Doch die Freizügigkeit ist ein grundlegendes Prinzip der Europäischen Union. Auch wir profitieren davon, weil viele Leute aus Schottland und anderen Teilen Großbritanniens in europäischen Ländern leben und arbeiten.

euronews:
Sollten Verweise auf eine immer engere Union aus EU-Verträgen entfernt werden?

Sturgeon:
Damit konzentriert man sich auf Rhetorisches und nicht auf Inhalte.

euronews:
Herr Cameron möchte das.

Sturgeon:
Ich muss nicht mit allem übereinstimmen, was Herr Cameron möchte. Und er hat auch noch nicht erläutert, warum das so elementar wichtig ist. Großbritannien beteiligt sich nicht am Euro. Das finde ich richtig. Ich wäre auch nicht dafür, dass ein unabhängiges Schottland den Euro bekäme. Es gibt praktisch also den Grundsatz, dass eine immer engere Union nicht um jeden Preis angestrebt wird – wenn das so geschrieben steht. Warum die Verträge geändert werden müssen, um das zu betonen, ist weniger eindeutig. David Cameron läuft Gefahr, sich zu verheben, wenn er sich dieser großen, prinzipiellen Themen annimmt. Das macht es für ihn schwieriger, für die EU-Mitgliedsschaft zu argumentieren.

euronews:
Sollten sich Länder, die nicht zum Euroraum gehören, zu Entscheidungen äußern, die nur den Euroraum betreffen?

Sturgeon:
Es sollte nicht nur, es muss in die Richtung gehen, dass der Euroraum auch tatsächlich von den Ländern des Euroraumes geführt wird. In gewisser Hinsicht ist das die logische Schlussfolgerung der Position Großbritanniens. Doch Großbritannien macht manchmal den Eindruck, als wolle es von seiner Position als nicht-Euro-Land profitieren. Großbritannien will den Euro nicht, will aber weiterhin Einfluss auf Entscheidungen haben.
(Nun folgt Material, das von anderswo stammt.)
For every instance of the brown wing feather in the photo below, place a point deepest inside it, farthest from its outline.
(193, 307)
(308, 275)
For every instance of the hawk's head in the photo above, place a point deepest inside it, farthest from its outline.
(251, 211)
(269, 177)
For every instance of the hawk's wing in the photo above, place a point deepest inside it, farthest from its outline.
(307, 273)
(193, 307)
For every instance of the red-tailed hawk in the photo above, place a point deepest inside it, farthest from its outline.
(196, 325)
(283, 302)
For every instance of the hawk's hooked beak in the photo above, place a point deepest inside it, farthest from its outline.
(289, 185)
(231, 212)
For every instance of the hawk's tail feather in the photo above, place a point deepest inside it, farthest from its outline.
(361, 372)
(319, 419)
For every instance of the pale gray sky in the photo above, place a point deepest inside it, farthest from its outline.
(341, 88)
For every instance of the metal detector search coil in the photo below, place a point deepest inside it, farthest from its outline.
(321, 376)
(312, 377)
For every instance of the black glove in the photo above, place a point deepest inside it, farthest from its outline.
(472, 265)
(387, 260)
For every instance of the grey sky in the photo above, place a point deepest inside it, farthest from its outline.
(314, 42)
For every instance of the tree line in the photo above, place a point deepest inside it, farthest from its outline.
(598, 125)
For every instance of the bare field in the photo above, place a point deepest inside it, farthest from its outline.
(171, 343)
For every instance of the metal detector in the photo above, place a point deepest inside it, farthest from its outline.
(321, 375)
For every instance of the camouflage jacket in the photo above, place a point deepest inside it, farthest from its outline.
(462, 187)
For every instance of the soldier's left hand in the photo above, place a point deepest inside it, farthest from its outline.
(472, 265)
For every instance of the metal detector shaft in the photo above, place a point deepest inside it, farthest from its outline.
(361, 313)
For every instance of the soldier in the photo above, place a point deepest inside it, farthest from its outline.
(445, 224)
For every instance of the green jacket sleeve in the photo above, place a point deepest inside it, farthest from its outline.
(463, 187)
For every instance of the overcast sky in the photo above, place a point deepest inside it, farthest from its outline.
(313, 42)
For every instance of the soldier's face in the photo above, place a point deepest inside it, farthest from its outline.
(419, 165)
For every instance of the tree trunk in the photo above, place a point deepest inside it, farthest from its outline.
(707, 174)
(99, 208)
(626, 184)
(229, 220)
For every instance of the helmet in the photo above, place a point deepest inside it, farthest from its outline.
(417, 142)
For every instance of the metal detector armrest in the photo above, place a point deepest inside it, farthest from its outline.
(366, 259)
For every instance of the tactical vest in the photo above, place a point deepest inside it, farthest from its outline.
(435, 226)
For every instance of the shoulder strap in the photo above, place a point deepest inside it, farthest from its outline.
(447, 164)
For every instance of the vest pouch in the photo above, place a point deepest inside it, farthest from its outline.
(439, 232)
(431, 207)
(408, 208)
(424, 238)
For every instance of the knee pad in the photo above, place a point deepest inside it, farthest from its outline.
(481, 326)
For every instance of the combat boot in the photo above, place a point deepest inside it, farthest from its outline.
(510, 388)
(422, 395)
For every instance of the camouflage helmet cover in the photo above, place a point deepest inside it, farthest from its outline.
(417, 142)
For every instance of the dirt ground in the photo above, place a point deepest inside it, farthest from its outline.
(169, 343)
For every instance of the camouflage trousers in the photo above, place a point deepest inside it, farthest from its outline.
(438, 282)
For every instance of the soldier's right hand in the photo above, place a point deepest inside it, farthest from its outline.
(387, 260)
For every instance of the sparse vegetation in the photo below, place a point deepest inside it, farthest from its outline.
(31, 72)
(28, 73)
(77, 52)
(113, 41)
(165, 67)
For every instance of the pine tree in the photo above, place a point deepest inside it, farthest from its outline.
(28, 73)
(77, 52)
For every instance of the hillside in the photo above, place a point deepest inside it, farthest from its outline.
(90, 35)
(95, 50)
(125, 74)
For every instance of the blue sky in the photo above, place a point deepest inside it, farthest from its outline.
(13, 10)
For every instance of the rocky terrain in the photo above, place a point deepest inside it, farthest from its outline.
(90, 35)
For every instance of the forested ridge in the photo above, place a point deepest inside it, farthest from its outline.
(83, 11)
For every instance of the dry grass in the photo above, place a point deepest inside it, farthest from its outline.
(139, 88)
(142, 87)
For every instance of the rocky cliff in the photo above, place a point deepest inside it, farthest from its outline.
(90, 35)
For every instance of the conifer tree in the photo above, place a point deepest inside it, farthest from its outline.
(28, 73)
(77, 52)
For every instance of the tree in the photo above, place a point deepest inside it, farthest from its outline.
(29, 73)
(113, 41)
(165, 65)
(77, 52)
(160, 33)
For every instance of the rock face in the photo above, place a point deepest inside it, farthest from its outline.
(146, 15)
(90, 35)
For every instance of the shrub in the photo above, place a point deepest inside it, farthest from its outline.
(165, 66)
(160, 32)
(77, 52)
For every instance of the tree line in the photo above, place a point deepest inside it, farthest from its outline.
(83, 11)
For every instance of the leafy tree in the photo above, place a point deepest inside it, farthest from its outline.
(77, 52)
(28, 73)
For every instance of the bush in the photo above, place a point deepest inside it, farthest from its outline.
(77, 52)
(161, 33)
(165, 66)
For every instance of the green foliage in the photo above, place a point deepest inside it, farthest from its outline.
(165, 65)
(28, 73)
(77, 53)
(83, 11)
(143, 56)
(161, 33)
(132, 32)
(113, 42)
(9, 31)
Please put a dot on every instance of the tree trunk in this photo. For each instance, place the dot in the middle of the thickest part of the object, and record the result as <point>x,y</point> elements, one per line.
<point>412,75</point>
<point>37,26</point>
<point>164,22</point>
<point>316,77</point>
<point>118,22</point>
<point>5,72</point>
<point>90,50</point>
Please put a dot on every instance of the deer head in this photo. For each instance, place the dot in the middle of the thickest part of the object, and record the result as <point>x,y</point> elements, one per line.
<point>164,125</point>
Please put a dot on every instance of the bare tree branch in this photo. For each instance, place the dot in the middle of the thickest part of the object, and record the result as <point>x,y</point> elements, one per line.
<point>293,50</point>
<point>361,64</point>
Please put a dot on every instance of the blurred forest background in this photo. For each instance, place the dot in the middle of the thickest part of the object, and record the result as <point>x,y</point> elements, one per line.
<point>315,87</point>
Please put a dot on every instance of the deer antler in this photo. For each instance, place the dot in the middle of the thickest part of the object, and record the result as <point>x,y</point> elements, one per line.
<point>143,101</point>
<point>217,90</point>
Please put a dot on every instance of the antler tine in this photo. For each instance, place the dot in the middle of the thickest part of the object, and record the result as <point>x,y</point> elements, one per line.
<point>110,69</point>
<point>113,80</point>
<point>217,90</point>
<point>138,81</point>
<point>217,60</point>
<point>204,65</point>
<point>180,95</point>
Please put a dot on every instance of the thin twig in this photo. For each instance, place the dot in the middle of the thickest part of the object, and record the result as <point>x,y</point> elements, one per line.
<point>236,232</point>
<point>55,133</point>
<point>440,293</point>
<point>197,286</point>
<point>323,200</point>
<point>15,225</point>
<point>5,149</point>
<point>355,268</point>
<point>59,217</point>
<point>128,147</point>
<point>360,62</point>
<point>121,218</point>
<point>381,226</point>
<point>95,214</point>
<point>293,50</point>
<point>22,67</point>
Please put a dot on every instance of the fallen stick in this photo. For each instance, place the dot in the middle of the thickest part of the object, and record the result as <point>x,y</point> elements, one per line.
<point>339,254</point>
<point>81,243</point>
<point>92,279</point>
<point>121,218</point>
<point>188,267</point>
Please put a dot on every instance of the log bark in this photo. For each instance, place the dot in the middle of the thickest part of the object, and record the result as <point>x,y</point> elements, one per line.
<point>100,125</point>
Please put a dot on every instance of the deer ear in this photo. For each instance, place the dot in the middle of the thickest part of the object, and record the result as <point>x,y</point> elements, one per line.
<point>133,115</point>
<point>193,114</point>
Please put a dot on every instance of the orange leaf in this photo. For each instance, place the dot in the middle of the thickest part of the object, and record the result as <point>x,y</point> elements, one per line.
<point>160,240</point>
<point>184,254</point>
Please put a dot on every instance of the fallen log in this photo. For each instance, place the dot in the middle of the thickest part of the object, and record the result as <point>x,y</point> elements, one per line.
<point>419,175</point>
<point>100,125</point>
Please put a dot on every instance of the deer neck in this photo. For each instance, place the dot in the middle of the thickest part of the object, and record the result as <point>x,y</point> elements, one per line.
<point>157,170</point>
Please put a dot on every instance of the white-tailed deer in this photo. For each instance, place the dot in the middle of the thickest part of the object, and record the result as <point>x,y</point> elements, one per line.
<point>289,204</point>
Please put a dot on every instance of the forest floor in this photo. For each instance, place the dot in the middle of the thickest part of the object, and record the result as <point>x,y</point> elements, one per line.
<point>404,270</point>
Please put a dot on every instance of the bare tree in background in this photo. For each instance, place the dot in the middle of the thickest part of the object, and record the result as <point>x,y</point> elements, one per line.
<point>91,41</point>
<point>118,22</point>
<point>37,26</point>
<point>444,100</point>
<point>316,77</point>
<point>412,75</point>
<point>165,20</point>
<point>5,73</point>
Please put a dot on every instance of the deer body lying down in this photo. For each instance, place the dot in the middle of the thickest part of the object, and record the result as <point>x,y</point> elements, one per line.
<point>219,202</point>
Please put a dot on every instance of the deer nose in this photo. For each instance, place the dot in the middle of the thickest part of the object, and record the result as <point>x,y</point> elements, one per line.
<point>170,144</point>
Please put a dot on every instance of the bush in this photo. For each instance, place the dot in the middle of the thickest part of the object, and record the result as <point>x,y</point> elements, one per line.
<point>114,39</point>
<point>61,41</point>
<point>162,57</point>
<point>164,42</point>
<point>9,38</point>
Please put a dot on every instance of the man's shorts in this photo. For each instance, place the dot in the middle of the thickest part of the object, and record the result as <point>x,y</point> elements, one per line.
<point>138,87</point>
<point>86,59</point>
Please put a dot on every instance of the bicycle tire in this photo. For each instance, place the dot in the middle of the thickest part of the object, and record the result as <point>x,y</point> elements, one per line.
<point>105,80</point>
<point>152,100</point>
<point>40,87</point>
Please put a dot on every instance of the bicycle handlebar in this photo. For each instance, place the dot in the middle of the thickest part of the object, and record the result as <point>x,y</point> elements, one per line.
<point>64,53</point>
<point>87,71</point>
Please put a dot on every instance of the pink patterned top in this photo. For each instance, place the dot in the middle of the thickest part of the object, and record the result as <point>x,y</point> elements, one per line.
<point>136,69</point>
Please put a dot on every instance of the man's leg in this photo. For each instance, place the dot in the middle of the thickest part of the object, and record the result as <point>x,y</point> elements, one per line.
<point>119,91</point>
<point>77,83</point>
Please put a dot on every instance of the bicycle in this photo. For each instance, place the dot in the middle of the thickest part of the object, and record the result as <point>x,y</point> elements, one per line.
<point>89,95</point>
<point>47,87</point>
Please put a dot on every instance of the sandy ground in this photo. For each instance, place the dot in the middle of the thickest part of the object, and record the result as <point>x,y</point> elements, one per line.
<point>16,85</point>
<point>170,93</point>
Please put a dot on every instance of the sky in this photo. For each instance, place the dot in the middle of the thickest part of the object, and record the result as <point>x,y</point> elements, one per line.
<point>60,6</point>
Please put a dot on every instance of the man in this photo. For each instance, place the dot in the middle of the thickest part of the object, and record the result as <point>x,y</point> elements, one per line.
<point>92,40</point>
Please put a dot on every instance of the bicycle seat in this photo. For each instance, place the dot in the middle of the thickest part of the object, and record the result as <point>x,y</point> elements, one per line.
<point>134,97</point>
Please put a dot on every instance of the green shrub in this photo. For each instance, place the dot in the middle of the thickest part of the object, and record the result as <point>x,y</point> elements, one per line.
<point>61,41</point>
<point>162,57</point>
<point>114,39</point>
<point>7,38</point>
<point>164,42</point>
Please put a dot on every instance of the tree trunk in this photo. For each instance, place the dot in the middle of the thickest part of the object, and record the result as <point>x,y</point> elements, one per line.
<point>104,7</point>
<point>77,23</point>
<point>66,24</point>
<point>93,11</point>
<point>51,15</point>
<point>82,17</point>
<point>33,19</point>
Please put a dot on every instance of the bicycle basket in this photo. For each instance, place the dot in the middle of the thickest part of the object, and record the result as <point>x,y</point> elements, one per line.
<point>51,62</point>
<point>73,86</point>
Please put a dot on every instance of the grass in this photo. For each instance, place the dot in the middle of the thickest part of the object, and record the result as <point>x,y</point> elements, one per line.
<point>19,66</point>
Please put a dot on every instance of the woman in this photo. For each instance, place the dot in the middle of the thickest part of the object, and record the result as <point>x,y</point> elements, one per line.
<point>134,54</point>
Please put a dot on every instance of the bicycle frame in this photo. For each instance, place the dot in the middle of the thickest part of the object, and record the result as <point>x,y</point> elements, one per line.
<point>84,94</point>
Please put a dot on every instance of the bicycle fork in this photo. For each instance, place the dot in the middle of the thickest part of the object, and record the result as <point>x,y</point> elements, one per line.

Das sind komplexe Diskussionen, und die Länder werden ihre nationalen Interessen in diesen Diskussionen abwägen. Sie sagten, die Leute wüssten, was David Cameron will und möglicherweise ist da sogar etwas Wahres dran. Doch eines der Probleme ist, dass bei diesem Thema Einzelheiten und Erklärungen fehlen. Das ist in der derzeitgen Debatte nicht hilfreich.

euronews:
Sollte Einwanderern die Möglichkeit verweigert werden, Beihilfe für Kinder zu beantragen, die außerhalb Großbritanniens leben?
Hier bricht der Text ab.